An example of a function which satisfies $\sup_{y}\inf_{x}f(x,y)<\inf_{x}\sup_{y}f(x,y)$

Question

Let $f:X\times Y\to \mathbb{R}$. I could not come up with an example that satisfies $$\sup_{y\in Y}\inf_{x\in X}f(x,y)<\inf_{x\in X}\sup_{y\in Y}f(x,y).$$ Any help would be appreciated.
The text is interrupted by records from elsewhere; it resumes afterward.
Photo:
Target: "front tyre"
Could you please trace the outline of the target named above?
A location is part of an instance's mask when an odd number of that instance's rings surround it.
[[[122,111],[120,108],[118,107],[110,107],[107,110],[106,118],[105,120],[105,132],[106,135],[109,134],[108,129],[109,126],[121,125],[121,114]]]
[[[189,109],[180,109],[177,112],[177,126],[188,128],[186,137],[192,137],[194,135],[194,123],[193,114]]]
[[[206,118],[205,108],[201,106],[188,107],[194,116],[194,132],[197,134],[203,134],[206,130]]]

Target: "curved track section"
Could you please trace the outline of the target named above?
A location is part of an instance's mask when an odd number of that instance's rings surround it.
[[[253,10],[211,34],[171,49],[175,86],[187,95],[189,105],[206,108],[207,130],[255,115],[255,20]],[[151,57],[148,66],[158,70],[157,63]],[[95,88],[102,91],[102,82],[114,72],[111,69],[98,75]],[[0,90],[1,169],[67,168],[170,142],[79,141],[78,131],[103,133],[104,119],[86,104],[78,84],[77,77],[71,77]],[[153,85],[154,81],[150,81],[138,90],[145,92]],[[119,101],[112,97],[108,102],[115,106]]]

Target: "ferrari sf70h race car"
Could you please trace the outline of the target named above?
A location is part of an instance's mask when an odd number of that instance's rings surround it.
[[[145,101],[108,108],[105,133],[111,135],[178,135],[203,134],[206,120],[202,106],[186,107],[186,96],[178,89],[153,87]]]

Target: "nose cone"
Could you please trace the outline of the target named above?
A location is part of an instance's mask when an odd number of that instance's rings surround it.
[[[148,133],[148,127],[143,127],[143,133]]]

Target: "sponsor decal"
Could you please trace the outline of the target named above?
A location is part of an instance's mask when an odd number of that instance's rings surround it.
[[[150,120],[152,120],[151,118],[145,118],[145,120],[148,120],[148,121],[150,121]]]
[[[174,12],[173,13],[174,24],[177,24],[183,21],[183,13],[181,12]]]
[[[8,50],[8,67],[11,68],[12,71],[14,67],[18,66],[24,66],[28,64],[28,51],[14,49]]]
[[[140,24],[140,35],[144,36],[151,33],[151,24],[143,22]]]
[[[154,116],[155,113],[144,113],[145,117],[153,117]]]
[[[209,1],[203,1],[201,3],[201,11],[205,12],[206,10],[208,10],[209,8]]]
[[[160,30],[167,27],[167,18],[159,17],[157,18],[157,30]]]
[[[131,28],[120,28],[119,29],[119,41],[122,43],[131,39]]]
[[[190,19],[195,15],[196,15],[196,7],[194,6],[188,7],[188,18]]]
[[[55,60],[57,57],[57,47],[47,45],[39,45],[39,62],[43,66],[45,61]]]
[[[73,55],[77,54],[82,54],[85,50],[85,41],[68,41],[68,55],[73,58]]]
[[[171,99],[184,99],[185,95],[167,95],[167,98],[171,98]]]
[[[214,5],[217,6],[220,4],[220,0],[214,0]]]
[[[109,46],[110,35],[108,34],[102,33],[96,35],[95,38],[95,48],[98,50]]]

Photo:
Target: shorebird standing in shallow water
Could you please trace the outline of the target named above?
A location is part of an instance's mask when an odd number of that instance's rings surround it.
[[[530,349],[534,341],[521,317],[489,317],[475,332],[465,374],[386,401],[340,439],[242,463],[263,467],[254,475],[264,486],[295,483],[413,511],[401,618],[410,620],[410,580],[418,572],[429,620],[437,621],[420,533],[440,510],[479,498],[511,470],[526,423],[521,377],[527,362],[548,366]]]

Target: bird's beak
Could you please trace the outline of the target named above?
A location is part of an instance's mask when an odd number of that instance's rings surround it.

Thanks!

Answer 1

I am not sure, but this seems work $$ f(x,y)=\begin{cases} 0 & x<y\\ 1 & x\geq y \end{cases} $$

Answer 2

We can put $X=Y=(0,1)$, and construct a function $f$ on $X\times Y$ such that for any fixed $y,$ $\inf_{x\in X}f(x,y)=0$, and for any fixed $x,$ $\sup_{y\in Y}f(x,y)=1$.

Let's start with a "framework function" $g$ defined on the set $$\bigl(\{0\}\times[0,1)\bigr)\cup\bigl([0,1)\times\{0\}\bigr)\cup\bigl(\{1\}\times(0,1]\bigr)\cup\bigl((0,1]\times \{1\}\bigr)$$ (this is just the boundary of $X\times Y$, with the points $\langle 0,1\rangle$ and $\langle 1,0\rangle$ removed), given by $$g(x,y)=\begin{cases}0 & x=0\text{ or }y=0\\1 & x=1\text{ or }y=1.\end{cases}$$ We'd like to extend $g$ to a continuous function on the original domain of $g$, together with $X\times Y$, so that the restriction of this extension to $X\times Y$ will have the desired property. It turns out to be simplest to use linear interpolation, here. I choose to consistently interpolate along line segments with ($xy$-plane) slope $1.$ (I'd be glad to include the details, but right now I'm typing on my phone, so it's rather inconvenient to do a bunch of LaTeX.) The function I develop in this way is $$f(x,y)=\frac{x+y-|x-y|}{2-2|x-y|},$$ or equivalently, $$f(x,y)=\frac{\min(x,y)}{1-|x-y|}.$$ This agrees with $g$ on the domain of $g$, and has the desired properties on $X\times Y$.

There are even simpler examples if you don't require $f$ to be continuous. Try $f(x,y)=0$ if $y<1-x$ and $f(x,y)=1$ otherwise.